Druck auf Kommunen wächst

Dies soll auch für die drei weiteren Grundschulen im Stadtgebiet gelten: An der Erich-Kästner-Schule in Voerde sind 59 Prozent der Erst- bis Viertklässler für die OGS angemeldet, an der Astrid-Lindgren-Schule in Spellen liegt die Quote bei 65 Prozent und im Fall der Regenbogenschule in Möllen bei 66 Prozent. Die Stadtverwaltung stehe auch an diesen drei Standorten ständig in einem engen Austausch mit den Beteiligten.

Dies betrifft nicht nur die aktuelle Situation.

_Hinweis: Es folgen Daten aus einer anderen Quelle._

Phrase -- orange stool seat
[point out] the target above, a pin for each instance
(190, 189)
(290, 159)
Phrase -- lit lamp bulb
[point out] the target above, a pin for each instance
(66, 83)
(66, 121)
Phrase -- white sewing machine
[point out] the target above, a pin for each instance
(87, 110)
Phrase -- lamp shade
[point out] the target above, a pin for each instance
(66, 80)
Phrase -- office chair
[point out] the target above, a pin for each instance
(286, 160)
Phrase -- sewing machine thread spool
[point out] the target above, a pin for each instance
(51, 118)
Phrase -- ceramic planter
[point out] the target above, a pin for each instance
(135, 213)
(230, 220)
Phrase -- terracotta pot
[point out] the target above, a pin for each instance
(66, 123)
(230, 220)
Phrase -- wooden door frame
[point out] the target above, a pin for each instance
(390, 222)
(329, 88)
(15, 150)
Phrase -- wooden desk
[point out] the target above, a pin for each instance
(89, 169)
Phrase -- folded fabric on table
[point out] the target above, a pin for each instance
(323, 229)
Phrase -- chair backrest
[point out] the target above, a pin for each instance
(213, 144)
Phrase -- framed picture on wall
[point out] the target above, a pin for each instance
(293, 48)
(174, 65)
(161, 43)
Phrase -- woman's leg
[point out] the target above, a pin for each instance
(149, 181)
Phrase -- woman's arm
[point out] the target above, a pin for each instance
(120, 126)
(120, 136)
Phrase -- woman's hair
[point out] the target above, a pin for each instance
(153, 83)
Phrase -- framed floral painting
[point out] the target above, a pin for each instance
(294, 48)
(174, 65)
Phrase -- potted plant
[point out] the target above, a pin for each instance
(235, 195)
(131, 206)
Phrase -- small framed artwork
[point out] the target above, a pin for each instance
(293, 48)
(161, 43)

Denn: Bei dem Thema erhöht sich der Druck auf die Städte und Gemeinden noch einmal dadurch, dass ab August 2029 jedes Grundschulkind der Klassen eins bis vier einen Rechtsanspruch auf eine Ganztagsbetreuung hat. Der Beschluss der Bundesregierung von 2021 gilt sukzessive aufbauend ab dem Schuljahr 2026/2027. Heißt: Ab August 2026 haben zunächst alle Erstklässler Anspruch auf einen OGS-Platz. Damit dürfte sich die Nachfrage nach diesem Betreuungsangebot noch einmal verstärken. Die Stadt Voerde rechnet mit einer Quote von rund 80 Prozent – was einer Steigerung um zehn Prozentpunkte entspräche. Ihre Prognose begründet sie damit, dass sie bereits jetzt in der Situation sei beziehungsweise gewesen sei, „noch kein Kind ablehnen zu müssen“.

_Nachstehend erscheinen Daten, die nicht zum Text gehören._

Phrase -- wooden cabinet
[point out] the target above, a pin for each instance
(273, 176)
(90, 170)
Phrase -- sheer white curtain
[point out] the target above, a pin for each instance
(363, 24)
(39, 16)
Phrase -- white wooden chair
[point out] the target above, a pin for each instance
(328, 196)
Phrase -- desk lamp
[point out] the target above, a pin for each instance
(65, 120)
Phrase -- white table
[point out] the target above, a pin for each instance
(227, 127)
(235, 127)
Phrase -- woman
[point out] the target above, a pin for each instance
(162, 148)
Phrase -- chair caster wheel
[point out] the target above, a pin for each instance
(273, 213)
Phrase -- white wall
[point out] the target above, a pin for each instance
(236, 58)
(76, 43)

Kritik aus dem Voerder Rathaus klingt an

Was die mit dem Rechtsanspruch einhergehenden Erweiterungserfordernisse an den fünf Grundschulstandorten betrifft, sei die Verwaltung mit Schulleitungen sowie OGS-Trägern und -Leitungen in intensiven Gesprächen. Die Ergebnisse daraus würden der Politik im nächsten Sitzungszug im September in den beteiligten Gremien vorgestellt. „Vor allem im Bereich der Mensen werden Erweiterungen an allen Standorten nötig sein“, erläutert Stadtpressesprecherin Miriam Lütjann. Dazu würden auch im Bereich des Bestandes durch Nutzungsänderungen und Umbauten von Räumen sowie im Bereich der Ausstattung der Räume Möglichkeiten geschaffen, um diese multifunktional zu nutzen.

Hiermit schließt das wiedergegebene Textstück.